リディアのガーデニング

リディアのガーデニングリディアのガーデニング
サラ・スチュワート
デイビッド・スモール 絵
福本友美子 訳
アスラン書房
★★★★


実はわたし、「リディアのガーデニング」というタイトルを聞いたとき、 クリスティーナ・ビョルク&レーナ・アンデションの「リネア」シリーズの一冊と間違えたのです。もちろんまったくちがう絵本でした。

1935年のアメリカ。大恐慌のころです。
田舎のリディアの家も暮らしは苦しいようです。おとうさんは職を失い、リディアは町でパン屋を営むジム伯父さんの家に預けられます。
ガーデニング好きのリディアが、伯父さんをはじめ周りの人々を変えていきます。

リディアの手紙で綴られる絵本です。彼女は大好きなおばあちゃん(たぶんガーデニングの師匠)に自分の暮らしのことを綴ります。
言葉少ない手紙です。
絵が、色が、雄弁に物語ります。
笑わない、という仏頂面のジム伯父さんですが、愛情がないわけではないのです。そのしぐさから、リディアは伯父さんの気持ちをよくわかっています。
そして伯父さんを笑わせる計画を立てます。伯父さんは笑うかしら。

これは都会の「秘密の花園」の物語です。
寒々とした暗い色が多い画面が、リディアの花々に満たされていくに従って、華やかに、明るくなってきます。それは画面の色だけではない、リディアを囲む人々の顔もなんだか華やかになっていくのです。
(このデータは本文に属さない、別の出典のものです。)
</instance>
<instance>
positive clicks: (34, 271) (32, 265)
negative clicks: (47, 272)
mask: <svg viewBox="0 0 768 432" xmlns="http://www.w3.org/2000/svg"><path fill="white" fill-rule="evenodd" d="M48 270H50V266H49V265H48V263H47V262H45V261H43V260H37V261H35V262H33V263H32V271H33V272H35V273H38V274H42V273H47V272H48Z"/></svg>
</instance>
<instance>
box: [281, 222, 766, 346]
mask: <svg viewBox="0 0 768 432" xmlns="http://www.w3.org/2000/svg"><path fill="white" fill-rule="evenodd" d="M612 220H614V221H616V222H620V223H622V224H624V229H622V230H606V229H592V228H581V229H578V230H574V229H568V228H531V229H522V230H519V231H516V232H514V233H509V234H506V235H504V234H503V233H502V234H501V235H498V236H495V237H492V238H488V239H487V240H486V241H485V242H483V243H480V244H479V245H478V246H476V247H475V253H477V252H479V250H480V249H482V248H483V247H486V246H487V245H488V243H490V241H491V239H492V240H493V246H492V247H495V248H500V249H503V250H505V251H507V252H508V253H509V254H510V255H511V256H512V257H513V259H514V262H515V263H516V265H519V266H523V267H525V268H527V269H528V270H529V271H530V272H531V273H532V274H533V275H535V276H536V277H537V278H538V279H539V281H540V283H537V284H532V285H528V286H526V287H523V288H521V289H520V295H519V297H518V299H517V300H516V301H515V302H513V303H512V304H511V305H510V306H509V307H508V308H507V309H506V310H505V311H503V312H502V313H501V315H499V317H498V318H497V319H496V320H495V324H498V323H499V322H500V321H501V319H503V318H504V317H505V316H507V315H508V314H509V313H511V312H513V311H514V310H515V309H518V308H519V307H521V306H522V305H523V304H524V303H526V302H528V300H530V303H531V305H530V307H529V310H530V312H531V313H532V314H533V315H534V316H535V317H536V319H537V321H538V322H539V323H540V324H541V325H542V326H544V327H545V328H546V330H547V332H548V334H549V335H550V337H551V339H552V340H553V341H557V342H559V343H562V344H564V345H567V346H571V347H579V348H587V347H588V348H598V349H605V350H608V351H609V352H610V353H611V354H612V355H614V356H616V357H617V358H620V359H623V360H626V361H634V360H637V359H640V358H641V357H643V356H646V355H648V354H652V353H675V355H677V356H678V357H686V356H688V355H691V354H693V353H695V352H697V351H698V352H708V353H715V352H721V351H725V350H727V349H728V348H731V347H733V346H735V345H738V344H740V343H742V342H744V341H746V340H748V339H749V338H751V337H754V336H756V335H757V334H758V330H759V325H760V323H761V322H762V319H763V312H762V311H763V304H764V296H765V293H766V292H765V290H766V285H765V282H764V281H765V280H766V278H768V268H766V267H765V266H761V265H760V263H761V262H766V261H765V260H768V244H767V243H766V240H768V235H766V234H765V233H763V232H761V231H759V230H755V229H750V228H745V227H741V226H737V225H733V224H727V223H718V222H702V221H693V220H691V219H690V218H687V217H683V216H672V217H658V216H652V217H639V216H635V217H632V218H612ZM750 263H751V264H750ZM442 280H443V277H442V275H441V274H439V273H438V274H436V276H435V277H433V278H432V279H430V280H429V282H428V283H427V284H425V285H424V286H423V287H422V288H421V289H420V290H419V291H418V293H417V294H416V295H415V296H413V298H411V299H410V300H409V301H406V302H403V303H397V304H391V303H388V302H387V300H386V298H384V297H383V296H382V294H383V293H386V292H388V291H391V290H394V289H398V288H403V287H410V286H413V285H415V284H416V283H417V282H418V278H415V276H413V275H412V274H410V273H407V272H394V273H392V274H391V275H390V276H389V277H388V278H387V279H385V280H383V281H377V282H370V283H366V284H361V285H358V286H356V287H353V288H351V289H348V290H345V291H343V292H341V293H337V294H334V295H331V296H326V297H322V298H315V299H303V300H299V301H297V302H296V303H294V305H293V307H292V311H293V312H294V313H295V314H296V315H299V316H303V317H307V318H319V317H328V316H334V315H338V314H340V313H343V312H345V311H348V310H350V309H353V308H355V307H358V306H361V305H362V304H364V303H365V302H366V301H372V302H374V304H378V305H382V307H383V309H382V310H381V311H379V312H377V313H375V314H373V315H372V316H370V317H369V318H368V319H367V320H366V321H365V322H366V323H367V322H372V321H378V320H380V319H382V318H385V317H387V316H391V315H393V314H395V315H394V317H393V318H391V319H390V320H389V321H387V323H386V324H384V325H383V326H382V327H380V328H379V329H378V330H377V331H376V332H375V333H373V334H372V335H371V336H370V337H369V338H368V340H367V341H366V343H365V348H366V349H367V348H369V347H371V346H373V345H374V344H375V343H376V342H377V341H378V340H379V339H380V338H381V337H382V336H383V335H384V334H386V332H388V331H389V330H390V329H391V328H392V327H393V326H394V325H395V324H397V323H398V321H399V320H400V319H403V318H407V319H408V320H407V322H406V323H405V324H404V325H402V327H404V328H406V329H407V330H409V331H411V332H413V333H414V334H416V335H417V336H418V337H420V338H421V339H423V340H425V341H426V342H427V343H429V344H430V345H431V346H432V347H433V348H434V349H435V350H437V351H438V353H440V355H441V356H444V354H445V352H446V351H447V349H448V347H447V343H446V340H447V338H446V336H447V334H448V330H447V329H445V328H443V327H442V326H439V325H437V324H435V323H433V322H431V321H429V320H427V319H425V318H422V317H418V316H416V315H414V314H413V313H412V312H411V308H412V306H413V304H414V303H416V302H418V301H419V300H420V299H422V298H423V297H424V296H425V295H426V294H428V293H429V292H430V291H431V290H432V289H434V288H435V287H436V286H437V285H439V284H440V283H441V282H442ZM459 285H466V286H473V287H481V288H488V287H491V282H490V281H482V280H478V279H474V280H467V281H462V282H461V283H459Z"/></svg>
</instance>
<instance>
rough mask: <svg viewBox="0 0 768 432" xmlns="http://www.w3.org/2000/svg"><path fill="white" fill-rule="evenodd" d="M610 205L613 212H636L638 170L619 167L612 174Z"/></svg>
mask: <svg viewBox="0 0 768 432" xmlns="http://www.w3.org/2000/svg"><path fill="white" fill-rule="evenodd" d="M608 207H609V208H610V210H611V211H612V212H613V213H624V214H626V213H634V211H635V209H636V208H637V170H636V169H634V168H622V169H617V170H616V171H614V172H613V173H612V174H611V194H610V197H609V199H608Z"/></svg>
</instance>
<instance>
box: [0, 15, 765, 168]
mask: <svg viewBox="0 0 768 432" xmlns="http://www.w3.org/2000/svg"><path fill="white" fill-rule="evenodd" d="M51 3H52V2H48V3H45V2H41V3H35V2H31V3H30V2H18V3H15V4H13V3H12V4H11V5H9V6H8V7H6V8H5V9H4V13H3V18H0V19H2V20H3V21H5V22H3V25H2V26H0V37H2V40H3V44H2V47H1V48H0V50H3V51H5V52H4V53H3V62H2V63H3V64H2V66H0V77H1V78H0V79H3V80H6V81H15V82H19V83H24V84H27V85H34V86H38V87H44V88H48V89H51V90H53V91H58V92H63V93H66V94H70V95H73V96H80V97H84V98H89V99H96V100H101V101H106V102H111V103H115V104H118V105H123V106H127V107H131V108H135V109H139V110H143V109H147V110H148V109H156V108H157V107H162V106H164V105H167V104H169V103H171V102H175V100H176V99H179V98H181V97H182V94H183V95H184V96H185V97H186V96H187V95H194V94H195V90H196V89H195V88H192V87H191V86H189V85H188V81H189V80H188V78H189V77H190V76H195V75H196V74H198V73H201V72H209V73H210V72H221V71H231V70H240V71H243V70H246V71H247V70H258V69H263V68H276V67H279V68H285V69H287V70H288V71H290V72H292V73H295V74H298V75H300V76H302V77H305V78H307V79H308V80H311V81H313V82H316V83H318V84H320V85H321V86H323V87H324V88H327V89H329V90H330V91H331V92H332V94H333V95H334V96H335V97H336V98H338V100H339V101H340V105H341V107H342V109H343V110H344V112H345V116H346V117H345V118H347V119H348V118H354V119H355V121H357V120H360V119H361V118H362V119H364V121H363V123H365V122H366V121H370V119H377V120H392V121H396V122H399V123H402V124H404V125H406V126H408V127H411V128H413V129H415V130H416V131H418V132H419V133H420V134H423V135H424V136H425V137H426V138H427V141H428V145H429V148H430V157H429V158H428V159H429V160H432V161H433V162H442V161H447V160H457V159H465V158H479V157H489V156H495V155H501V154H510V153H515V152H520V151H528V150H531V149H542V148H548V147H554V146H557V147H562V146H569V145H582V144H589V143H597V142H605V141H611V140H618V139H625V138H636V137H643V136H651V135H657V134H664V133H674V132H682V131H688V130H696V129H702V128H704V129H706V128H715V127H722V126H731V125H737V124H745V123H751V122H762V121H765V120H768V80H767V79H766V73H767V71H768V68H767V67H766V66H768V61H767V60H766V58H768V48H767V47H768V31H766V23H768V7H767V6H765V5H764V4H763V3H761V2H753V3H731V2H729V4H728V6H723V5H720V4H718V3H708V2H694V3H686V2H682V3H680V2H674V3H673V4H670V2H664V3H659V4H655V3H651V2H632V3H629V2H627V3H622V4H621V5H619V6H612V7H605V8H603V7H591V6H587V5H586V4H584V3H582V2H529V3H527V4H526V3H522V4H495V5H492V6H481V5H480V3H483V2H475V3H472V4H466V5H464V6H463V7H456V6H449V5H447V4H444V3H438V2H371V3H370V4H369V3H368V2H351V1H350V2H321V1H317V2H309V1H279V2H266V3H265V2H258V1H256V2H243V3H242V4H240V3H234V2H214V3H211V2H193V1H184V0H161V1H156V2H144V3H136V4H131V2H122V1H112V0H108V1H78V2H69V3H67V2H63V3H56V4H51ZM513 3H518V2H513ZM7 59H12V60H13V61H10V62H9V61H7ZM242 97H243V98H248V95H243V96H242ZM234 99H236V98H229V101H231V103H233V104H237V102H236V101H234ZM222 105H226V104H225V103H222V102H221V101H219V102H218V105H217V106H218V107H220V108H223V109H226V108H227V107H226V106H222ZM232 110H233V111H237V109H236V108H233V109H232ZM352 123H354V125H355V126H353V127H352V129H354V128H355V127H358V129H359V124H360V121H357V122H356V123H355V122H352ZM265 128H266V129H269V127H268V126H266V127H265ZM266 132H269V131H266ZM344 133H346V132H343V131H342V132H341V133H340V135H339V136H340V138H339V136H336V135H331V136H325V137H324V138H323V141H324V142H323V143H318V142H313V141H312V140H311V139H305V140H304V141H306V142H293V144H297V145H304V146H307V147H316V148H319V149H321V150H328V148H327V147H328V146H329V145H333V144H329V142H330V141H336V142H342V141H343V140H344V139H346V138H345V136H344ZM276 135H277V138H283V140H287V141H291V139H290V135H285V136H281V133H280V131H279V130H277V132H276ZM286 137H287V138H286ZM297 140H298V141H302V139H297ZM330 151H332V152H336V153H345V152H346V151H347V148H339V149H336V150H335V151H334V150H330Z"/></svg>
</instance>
表情が豊かになっていくようです。
ページごとに添えられた小さな手紙文。ときには文字の無いページ。ここにどんな文字がいるだろうか。ただ絵を眺めつつ、あふれる思いを噛み締めます。感極まって・・・というならば、もちろん最後のページ。

リディアの手紙の中の言葉「ガーデニングに終わりなし」うれしく心に書き留めました。
我が家の庭は、家族それぞれが思い思いにいろいろ植えているのでもうごちゃごちゃ。良く言えばにぎやかです^^
いったい何スタイルというのか(笑)
この脈絡のなさが我が家の庭らしくて・・・ほっとします(ということにしよう)
この絵本を読んだら、庭仕事をしたくなります。ガーデニングの季節です。

ところで、どうでもいいおまけ。
パパが教えてくれたジムおじさんの見分け方「ママの顔に、でっかい鼻と口ひげをつければいいのさ!」を参考にして、それでは、ジム伯父さんの鼻を小さくして、口ひげをとったら、ママになるのでしょうか。ふーむ。